Übermäßige Personalisierung kann auch die Lesbarkeit beeinträchtigen. Vermeiden Sie ausgeprägte 3D-Effekte bei Trichtern, die die Proportionen verzerren, und beschränken Sie Ihre Farbpalette auf maximal 3-4 Farbtöne für Tachometer. Klarheit geht vor dem „Wow“-Effekt.
Weiterführend: Automatisierung und dynamische Dashboards
Einmal beherrscht, werden diese Techniken deutlich mächtiger, wenn sie in interaktive Dashboards integriert werden. Verknüpfen Sie Ihre Diagramme mit änderbaren Zellen über RECHERCHEX-Formeln, um die angezeigten Daten je nach Auswahl zu variieren. Kombinieren Sie Trichter und Messgerät mit anderen Visualisierungen wie kombinierten Balken- und Liniendiagrammen, um eine vollständige Übersicht zu bieten.
Für komplexe Prozesse verwenden Sie SOMME.SI.ENS und NB.SI.ENS, um die Werte jeder Trichterstufe dynamisch basierend auf gefilterten Kriterien zu berechnen. Stellen Sie sich einen Verkaufstrichter vor, der sich automatisch aktualisiert, wenn Sie eine bestimmte Region oder einen bestimmten Zeitraum auswählen.
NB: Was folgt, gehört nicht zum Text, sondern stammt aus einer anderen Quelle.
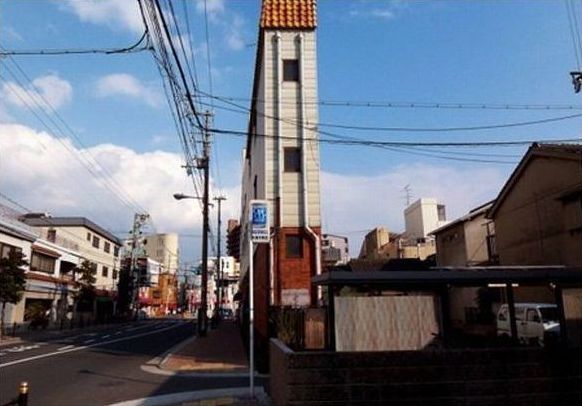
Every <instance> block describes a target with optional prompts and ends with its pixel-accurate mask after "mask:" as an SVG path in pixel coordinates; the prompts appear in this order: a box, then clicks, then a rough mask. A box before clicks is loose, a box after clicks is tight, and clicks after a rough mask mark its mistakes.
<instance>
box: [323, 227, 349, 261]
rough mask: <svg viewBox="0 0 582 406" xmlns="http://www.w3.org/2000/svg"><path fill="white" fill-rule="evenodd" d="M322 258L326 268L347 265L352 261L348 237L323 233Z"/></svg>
mask: <svg viewBox="0 0 582 406" xmlns="http://www.w3.org/2000/svg"><path fill="white" fill-rule="evenodd" d="M321 259H322V261H323V267H324V269H327V268H329V267H331V266H338V265H346V264H347V263H348V262H349V261H350V248H349V244H348V237H343V236H341V235H334V234H323V235H322V236H321Z"/></svg>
Das regelmäßige Importieren von Daten aus externen CSV-Dateien kann ebenfalls Ihre Diagramme speisen. Automatisieren Sie die Aktualisierung, indem Sie Ihre Rohdaten in ein dediziertes Blatt importieren und dann auf diese Zellen in Ihrem Diagrammerstellungsblatt verweisen.
FAQ: Trichter- und Messdiagramme in Excel
Können diese Diagramme auf Excel für Mac erstellt werden?
Absolut. Die beschriebenen Methoden funktionieren in allen aktuellen Excel-Versionen, sowohl unter Windows als auch auf dem Mac. Die Benutzeroberfläche kann leicht variieren, aber die Grundfunktionen sind identisch.
Wie kann man Diagramme automatisch aktualisieren, wenn sich die Daten ändern?
Excel aktualisiert Diagramme, die an Zellbereiche gebunden sind, automatisch. Wenn Sie die Quelldaten ändern, werden Trichter oder Messgerät sofort neu berechnet. Für dynamische Strukturen verwenden Sie Excel-Tabellen (Erstellen > Tabelle) statt einfacher Bereiche.
Gibt es vorgefertigte Vorlagen, um Zeit zu sparen?
Ja, Microsoft bietet Vorlagen in seiner Online-Galerie an, die manchmal diese Diagrammtypen enthalten. Sie können auch spezialisierte Templates auf Excel-Ressourcenseiten finden. Das manuelle Verständnis der Konstruktion bleibt jedoch unschätzbar, um sie an Ihre spezifischen Bedürfnisse anzupassen.
Welche Alternativen gibt es, wenn diese Methoden zu komplex erscheinen?
Power BI bietet native Trichter- und Messvisualisierungen, die viel einfacher zu implementieren sind. Wenn Sie regelmäßig mit diesen Diagrammtypen arbeiten, sollten Sie dieses Tool in Betracht ziehen. Für gelegentliche Nutzung in Excel bleibt die manuelle Methode am flexibelsten.